Auch die Religionen sind bekanntlich Formen der Bewältigung von Verlusten: In einem viel zu kurzen Kapitel „Religion: Der Trost der Transzendenz“ (S. 273ff.) weist Andreas Reckwitz darauf hin. Der Titel sagt alles: Angesichts der Sterblichkeit bieten Religionen, etwa das Christentum, einen Trost, der über die Welt hinausführt in die himmlische Welt. „Letztlich basiert das Christentum auf einer anthropologischen Verlustgeschichte“, meint Reckwitz, er denkt dabei an die Vertreibung der Menschen aus dem Paradies wegen des Sündenfalls, so der biblische Mythos. Aber es ist schon falsch, wenn Reckwitz meint: Das Christentum und damit die Kirchen würden „ökonomische Verluste, Machtverluste und Verluste von Erwartungen auf eine im innenweltlichen Sinne positive Zukunft“ (s. 277) als „letztlich Zweitrangiges oder inkomplett Irrelevantes“ (s. 277) ansehen. Darin zeigt sich, das der Autor in diesem knappen Kapitel eher alte theologische Literatur verarbeitet und etwa die Befreiungstheologie ignoriert, die gerade den Verlust der Armen an politischer Mitbestimmung und Gleichberechtigung aufgreift und betont: Erlösung beginnt schon hier „auf Erden“, etwa im real – materiellen Erleben der Gültigkeit der Menschenrechte und der Sicherung des menschenwürdigen Lebens.
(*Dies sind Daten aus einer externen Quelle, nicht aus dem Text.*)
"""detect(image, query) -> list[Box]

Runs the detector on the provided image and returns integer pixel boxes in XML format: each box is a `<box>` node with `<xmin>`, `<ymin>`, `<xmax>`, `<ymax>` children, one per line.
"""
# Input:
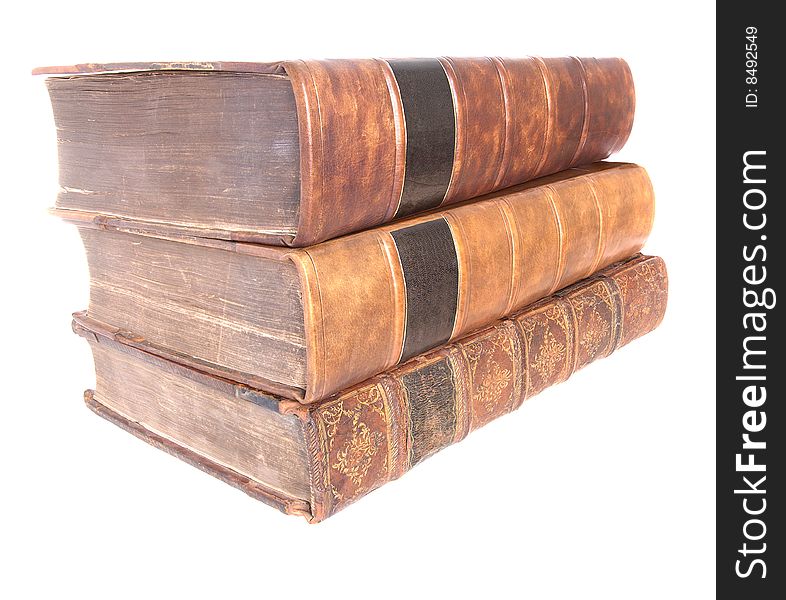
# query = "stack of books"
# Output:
<box><xmin>37</xmin><ymin>57</ymin><xmax>667</xmax><ymax>522</ymax></box>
Andere aktuelle Verlusterfahrungen etwa von Katholiken hätten thematisiert werden können: Man denke an Erzbischof Marcel Lefèbvre, der nach dem 2. Vatikanischen Konzil seinen eigenen traditionalistischen Weg ging mit der Gründung der Pius – Bruderschaft: Lefèbvre klagte darüber, dass dieses Konzil die lateinische Messe in der uralten Form abgeschafft hatte: In seiner konservativen Ideologie, die nur das Alte liebte, sagte Lefèbvre: „Man hat uns die heilige Messe genommen.“ Eine Verlust – Erfahrung… Andererseits gibt es sicher auch Verlust -Erfahrungen unter progressiven Katholiken: Sie treten aus der Kirche zu tausenden aus, auch, weil sie der Kirchenleitung jegliche Glaubwürdigkeit absprechen müssen, das aber bedeutet: Ihren einst vermittelten Glauben an die hohe geistliche und menschliche Qualität des Klerus verloren haben. Und auch: jede Hoffnung auf eine tiefgreifende Reformation der Katholischen Kirche.
9.
Wenn in der Spätmoderne überhaupt noch dem Fortschritt ein positiver Inhalt zugewiesen wird, dann in der Lebensgestaltung des einzelnen. Reckwitz spricht von „Subjektivierung des Fortschritts“ (S. 322ff.). Diese entspricht der „neoliberalen Kultur der Selbstverantwortung des Individuums für seinen subjektiven Lebenserfolg“ hin zu umfassender „Selbstoptimierung.“ Kurz gesagt: Mag auch die Welt am Rande des Untergangs taumeln, ich baue an meiner eigenen Innerlichkeit für mich weiter, ich entwickle und pflege meine nur mir gehörende Subjektivität und will persönlich wachsen, auch wenn in der Wirtschaft nichts mehr wächst und die Demokratie von Rechtsextremen lädiert wird. Das ist diesem Subjekt ziemlich egal… Hauptsache: Ich habe ein „gelungenes Leben“ (s. 326). Gesellschaftlicher Fortschritt geht verloren, aber ich rette meine schöne, wohl entwickelte Seele: Geht diese Spaltung von Gesellschaft und Ich auf die Dauer? Eines Tages werden die neuen Herren der Anti – Demokratie den schönen Seelen doch den Schrecken einjagen, wenn es zu spät ist…
10.
Andreas Reckwitz sieht die demokratischen Gesellschaften und Staaten in einer tiefen Krise und Gefahr. Er persönlich ist überzeugt, dass ein Untergang wohl nicht bevorsteht, andererseits ist auch das Erlebnis von Fortschritt und von permanentem Wachstum ausgeschlossen. Welche Möglichkeit der Hoffnung bleibt da?
Reckwitz setzt auf die „Reparatur der Moderne“, diese ist die Ausbesserung der vorgegebenen modernen Institutionen und Lebensformen. Das Programm könnte man einen progressiven Konservatismus nennen – zugunsten der Rettung der guten und hoffentlich bleibenden Errungenschaften der Moderne, der Menschenrechte und der Demokratie. „Es geht darum, den Fortschritt als Erbe zu bewahren,“ so Andreas Reckwitz (S. 420).

Andreas Reckwitz, „Verlust. Ein Grundproblem der Moderne“. Suhrkamp, 2024, 463 Seiten, 32€.